Similar commands would be implemented for italics (.i) and underscore (.u).

It might be good if we used longer words for the dot commands, like “.begin bold” and “.end bold”. These would be easier to recognize in the text. The downside is, they’re long.

It might be good if we were to use some other character to “introduce” the new commands. We need to use something that has never been allowed as a valid character to being a HotDocs component name. One suggested character has been the backslash. We (I) like periods because they’re fairly unobtrusive.

QUESTION 1: How do you feel about this scheme of allowing visible fields in text that will be translated into the “real thing” in documents or dialogs? If you don’t care for it, do you have other suggestions?

QUESTION 2: Do periods (dots) work for you, or do you think some other character would be better?

QUESTION 3: Are you OK with short, mnemonics (like “.b” and “.be”) or do you prefer longer commands (like “.begin bold” and “.end bold”)?

In addition to dot commands for specifying bold, underscore, and italics, we’ve considered commands like:

<.an> inserts “a” or “an” depending on the word that follows
<.> inserts a period, but only if no punctuation precedes the dot command (useful when inserting a sentence typed by the user as an answer)
<.lq> inserts a curly left quote
<.rq> inserts a curly right quote

There are more things we’ve thought of (curly apostrophes, other conditional punctuation, etc.)

QUESTION 4: Are there other commands of this sort you’d like to see implemented?
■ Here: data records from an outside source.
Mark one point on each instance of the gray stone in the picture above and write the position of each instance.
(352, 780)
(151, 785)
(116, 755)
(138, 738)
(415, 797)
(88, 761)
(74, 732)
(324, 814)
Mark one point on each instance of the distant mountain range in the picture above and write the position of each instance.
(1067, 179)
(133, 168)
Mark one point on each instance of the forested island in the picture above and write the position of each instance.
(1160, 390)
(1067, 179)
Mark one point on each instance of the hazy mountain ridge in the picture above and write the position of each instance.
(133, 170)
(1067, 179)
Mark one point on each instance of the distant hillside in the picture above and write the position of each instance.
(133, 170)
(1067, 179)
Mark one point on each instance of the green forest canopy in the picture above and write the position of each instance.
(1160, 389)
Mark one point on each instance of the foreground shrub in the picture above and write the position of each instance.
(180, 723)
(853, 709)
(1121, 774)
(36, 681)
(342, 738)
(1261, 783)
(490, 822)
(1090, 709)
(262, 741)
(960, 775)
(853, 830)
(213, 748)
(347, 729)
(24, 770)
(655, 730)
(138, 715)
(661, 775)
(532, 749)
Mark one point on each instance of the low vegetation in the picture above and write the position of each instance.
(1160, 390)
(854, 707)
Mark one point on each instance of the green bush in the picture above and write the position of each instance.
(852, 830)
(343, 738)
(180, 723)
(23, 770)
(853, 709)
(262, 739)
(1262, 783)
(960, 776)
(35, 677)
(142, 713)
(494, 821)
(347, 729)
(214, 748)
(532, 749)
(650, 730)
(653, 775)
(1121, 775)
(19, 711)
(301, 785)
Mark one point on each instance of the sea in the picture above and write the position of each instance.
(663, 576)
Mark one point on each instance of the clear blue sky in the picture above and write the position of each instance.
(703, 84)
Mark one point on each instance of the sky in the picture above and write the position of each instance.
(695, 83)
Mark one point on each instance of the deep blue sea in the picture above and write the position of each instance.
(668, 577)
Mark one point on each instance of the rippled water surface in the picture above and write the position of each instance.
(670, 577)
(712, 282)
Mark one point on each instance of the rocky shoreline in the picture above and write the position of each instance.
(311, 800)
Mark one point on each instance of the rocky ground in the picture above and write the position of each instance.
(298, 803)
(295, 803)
If so, please describe them.

As the solution to non-repeated list punctuation, we propose to implement:

<.p “format”> identifies the beginning of a punctuated list and gives the format
<.p> identifies the spot where punctuation characters should be inserted
<.pe> identifies the end of the punctuated list

Using the family example described above, you could have something like:

<.p “a, b, and c”>My family consists of myself<.p>my spouse <.p>my Name><.p><.pe>.
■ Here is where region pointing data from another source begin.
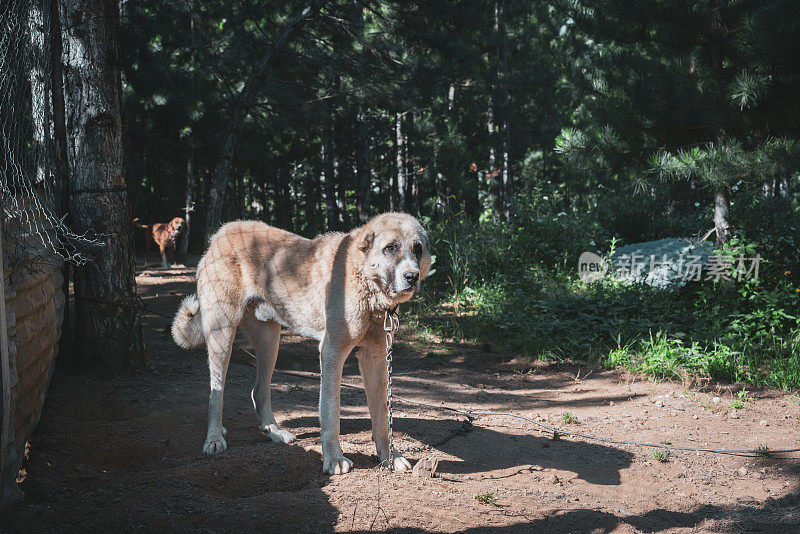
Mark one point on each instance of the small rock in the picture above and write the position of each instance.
(426, 467)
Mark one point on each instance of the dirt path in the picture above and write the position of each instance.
(123, 454)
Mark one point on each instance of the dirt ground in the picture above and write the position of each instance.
(123, 454)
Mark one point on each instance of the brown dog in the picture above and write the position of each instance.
(163, 234)
(335, 288)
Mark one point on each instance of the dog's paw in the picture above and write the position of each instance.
(336, 466)
(214, 445)
(277, 435)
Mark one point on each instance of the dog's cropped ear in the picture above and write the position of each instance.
(365, 240)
which would be assembled as

My family consists of myself, my spouse Sam Jones, my son Tim Jones, and my daughter Sue Jones.

QUESTION: Will this be useful to you?

I should mention that we expect to do two things:

1. Create an interface for inserting dot commands (so you don’t have to remember them).
2. Make it possible to hide dot commands so users who preview your templates won’t see them.